More data is always useful, but what can a component registry provide Red Hat and our customers? It provides us with a more full and higher-level perspective of the component origin, allowing us to form more accurate conclusions regarding the supply chain’s security. A component registry is also required for an offering registry to certify the maturity of software development security practices for all offerings. Finally, having complete and accurate component data enables automation and vulnerability management enhancements.

A complete registry equals world-class vulnerability management

When we think of vulnerability management, we frequently think of flaws, weaknesses, or the most recent CVE (Common Vulnerabilities and Exposures) that we’ve read about. However, vulnerability management must encompass more than just identifying vulnerabilities; you must also take action to address the vulnerability itself.

The registry will enable us to associate a CVE with component versions, resulting in an exact list of all goods affected. If we can do it for one CVE, we can certainly do it for all known CVEs.
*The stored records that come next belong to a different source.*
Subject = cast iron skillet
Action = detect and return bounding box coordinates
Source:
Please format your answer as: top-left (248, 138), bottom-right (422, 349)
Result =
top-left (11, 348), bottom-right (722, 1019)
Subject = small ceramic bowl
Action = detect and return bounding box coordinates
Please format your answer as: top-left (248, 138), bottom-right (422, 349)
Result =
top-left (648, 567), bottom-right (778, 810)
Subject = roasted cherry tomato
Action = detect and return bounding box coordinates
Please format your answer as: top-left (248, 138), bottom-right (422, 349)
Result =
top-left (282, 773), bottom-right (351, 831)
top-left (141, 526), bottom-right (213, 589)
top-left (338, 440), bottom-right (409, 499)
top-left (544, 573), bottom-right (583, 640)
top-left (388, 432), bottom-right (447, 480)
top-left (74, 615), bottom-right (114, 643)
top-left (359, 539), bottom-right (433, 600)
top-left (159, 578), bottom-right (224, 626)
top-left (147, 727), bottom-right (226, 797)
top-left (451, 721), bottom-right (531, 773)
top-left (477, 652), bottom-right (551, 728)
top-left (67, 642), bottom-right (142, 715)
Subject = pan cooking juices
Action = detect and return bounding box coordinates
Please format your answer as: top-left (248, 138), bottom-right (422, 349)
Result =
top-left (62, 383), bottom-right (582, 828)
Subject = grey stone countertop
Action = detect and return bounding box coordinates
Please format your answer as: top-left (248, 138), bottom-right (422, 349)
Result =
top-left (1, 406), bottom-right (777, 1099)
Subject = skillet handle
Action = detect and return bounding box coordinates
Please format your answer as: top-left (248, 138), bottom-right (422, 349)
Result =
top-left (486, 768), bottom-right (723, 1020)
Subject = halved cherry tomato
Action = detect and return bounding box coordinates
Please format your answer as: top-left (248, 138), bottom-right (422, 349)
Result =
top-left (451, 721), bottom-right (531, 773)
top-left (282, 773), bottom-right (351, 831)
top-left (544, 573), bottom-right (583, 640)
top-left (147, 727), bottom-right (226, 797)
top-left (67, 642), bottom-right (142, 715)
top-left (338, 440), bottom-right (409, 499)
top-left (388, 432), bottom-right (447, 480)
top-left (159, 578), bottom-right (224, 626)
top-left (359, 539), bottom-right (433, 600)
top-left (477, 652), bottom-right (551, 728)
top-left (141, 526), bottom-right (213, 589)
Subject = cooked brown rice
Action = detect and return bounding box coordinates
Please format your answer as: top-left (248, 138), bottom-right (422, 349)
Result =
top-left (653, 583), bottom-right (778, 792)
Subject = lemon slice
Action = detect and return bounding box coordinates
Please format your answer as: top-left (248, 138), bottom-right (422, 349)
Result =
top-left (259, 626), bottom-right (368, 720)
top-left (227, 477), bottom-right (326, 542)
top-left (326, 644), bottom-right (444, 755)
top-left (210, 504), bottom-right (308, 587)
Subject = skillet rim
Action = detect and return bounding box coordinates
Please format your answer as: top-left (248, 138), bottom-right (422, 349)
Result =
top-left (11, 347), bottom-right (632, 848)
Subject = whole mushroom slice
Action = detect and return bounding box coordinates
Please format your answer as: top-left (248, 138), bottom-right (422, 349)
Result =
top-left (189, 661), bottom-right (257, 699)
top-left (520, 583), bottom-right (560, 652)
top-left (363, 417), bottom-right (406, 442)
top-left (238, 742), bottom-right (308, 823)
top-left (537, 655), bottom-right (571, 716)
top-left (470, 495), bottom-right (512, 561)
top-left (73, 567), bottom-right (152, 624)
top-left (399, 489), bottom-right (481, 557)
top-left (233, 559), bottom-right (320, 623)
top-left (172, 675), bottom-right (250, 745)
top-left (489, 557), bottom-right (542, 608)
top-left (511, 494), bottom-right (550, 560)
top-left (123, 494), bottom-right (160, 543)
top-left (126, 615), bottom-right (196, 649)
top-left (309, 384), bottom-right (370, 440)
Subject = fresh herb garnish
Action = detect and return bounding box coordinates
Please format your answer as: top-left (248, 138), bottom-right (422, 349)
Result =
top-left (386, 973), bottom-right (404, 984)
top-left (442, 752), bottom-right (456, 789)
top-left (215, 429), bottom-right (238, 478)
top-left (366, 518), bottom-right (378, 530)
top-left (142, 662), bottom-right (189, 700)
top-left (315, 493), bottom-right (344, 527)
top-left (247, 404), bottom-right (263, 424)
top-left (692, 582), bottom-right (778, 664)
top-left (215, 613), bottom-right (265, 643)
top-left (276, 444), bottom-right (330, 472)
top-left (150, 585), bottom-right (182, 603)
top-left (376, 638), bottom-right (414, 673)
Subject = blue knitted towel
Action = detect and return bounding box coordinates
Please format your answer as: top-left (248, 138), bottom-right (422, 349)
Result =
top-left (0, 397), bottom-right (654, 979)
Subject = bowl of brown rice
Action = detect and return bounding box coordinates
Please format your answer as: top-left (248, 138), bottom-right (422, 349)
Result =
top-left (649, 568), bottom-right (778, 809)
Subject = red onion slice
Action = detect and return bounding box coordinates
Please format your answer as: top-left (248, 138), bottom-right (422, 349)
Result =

We can better evaluate an offering’s total security posture or readiness if we combine known vulnerabilities with the state of each security practice mentioned in the NIST SSDF. This then allows our customers to make decisions while keeping requirements like authentication, boundary protection, and logging in mind.

We believe that the development of a component registry, collaboration with SSDF, and the ability to combine these data sets to give product attestation of security compliance will help in meeting the needs of various security standards. Simultaneously, the ability to publish that data transparently and openly would assist address customer expectations for extra security data in the software they use for improved software supply chain security.